On the other hand, food is a comfort for many people. When patients are dealing with the stress of a chronic illness like IBD, food is a way to numb out. Instead of feeling sad about not being able to go out with friends, you may eat to feel full. Will feeling physically full make you feel emotionally and socially full, like your life before IBD? No. But it will sure give you some endorphins to make you forget about that. Said perfectly by Christina at The Crohn's Diaries blog, "I have yet to read a journal article or medical study that links Crohn's disease and ulcerative colitis to eating disorders, but how can we not have a complicated relationship with food?"



Some patients find themselves overeating or stuffing themselves with their "safe foods" as a way to fill the void they feel from depriving themselves from other foods. Some other patients may get angry about feeling limited by what they can eat and binge on their "unsafe foods" almost as a form of punishing their uncooperative body. Considering IBD is a disorder all about the digestive track, no wonder we have eating issues! I think its importance patients with IBD get assess for disordered eating and if it becomes an issue, to get treatment around the mental and emotional impact of having a disease where food and digestion is so central.

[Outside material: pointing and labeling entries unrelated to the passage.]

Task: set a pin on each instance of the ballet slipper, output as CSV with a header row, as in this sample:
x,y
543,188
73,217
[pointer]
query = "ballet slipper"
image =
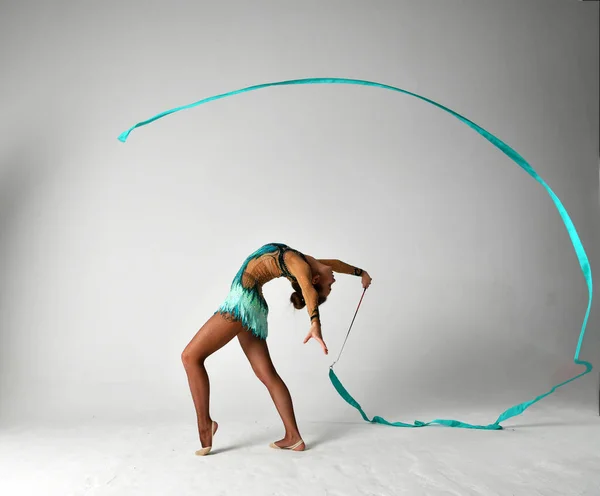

I have met many people with IBD who also struggle with keeping weight off. Many people with IBD can't eat the fresh fruits and veggies, and can eat unlimited carbs. And that doesn't take a nutritionist to predict a weight gain. So this is a shout-out to all those struggling with keeping weight off in the face of IBD, and to the shame they may have. I have had more than one person ask me, "how can someone with Crohn's be overweight?! Isn't that impossible?" And my answer is a resounding NO! Because of the variability in disease activity, medications, and food restrictions, there can be very obese people with IBD. There is no IBD body type, and those patients that do struggle with their weight in the midst of IBD, do not need an additional stigma to deal with. The moral of the story is this: IBD bodies do not look the same way. We are not all tiny, skeletal bodies; we are all shapes and sizes. So together, let's look in the mirror and embrace whatever size we are, whatever body we have, and think about the amazing things we have overcome. Its not about our weight, its not about the scars, its about the resiliency and wisdom we have gained from having IBD.